Once again, those countries that tackled the problem after the U.S. learned from our mistake and were starting with more modern circumstances. The U.S. spends more than twice as much as any other country, yet it has mediocre outcomes. And, even with Obamacare (which my wife and I depend on), millions of Americans are not covered.
The U.S. was first with creating what became the Internet. But being first is not the same as being the best. Internet speeds in the U.S. are slower than in Hungary, Lithuania, or Croatia. Speeds in South Korea are twice our speeds. And only 88% of Americans have Internet access. Imagine if only 88% of Americans had electricity?
But there is an even bigger elephant in the room when it comes to infrastructure. What is the most fundamental infrastructure of all? How about the very existence of a planet that can sustain us? We are very near to a tipping point in the climate crisis where even zero carbon emissions won’t save us. We will need to start extracting carbon dioxide from the atmosphere for any hope of avoiding major catastrophe.

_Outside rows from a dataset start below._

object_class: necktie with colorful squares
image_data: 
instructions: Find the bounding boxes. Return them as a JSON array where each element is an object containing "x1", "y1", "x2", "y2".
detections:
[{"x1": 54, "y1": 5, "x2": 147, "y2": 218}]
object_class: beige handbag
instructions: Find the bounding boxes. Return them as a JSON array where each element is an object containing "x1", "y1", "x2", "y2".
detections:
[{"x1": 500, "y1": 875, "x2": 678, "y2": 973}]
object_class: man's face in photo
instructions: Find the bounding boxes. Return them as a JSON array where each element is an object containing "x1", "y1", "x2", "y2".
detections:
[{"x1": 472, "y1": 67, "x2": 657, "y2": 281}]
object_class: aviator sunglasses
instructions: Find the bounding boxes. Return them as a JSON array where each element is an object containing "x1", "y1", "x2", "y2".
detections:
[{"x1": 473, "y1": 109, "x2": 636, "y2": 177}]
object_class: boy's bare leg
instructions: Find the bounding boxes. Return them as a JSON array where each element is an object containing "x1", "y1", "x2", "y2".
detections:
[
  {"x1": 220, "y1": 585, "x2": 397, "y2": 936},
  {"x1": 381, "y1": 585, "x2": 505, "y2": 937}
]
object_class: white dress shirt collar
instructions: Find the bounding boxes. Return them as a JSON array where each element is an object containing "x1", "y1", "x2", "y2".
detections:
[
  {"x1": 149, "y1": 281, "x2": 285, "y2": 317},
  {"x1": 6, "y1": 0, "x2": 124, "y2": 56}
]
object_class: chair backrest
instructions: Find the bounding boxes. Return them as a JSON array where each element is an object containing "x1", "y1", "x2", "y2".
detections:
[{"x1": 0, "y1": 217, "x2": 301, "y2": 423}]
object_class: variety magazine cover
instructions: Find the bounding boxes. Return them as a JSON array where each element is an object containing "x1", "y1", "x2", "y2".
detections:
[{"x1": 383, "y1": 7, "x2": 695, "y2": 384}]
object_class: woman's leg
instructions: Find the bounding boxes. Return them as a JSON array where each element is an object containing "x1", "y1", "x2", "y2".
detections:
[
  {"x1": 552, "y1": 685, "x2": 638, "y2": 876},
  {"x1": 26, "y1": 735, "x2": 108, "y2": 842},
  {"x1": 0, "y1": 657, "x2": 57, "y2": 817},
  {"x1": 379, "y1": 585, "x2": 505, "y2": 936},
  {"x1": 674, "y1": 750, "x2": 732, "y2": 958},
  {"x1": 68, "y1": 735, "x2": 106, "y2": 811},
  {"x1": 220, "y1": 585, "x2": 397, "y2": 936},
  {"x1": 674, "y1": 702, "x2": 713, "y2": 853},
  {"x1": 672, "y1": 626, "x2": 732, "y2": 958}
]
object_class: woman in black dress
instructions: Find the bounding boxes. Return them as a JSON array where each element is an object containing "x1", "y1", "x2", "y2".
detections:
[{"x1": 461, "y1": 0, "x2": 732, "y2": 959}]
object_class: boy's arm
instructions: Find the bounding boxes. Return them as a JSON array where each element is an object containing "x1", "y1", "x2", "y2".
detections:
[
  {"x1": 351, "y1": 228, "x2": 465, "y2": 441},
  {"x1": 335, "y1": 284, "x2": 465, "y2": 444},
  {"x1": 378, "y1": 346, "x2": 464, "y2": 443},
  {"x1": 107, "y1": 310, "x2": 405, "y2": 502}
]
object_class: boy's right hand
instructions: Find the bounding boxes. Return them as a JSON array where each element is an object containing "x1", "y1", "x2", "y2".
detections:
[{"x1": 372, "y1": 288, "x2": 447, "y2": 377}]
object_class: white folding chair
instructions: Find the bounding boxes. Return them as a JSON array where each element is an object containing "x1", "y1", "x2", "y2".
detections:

As with boring things like sewer and water systems, it is hard to get people to put up the money for this. Yet, what is the cost of not putting up the money for this? Some 1,300 square miles of coastal California are less than three feet above the high tide line. Think it is hard to find affordable housing now?
We better learn to invest in boring infrastructure like dramatic carbon reductions, or we will be paying a price that no one can afford later.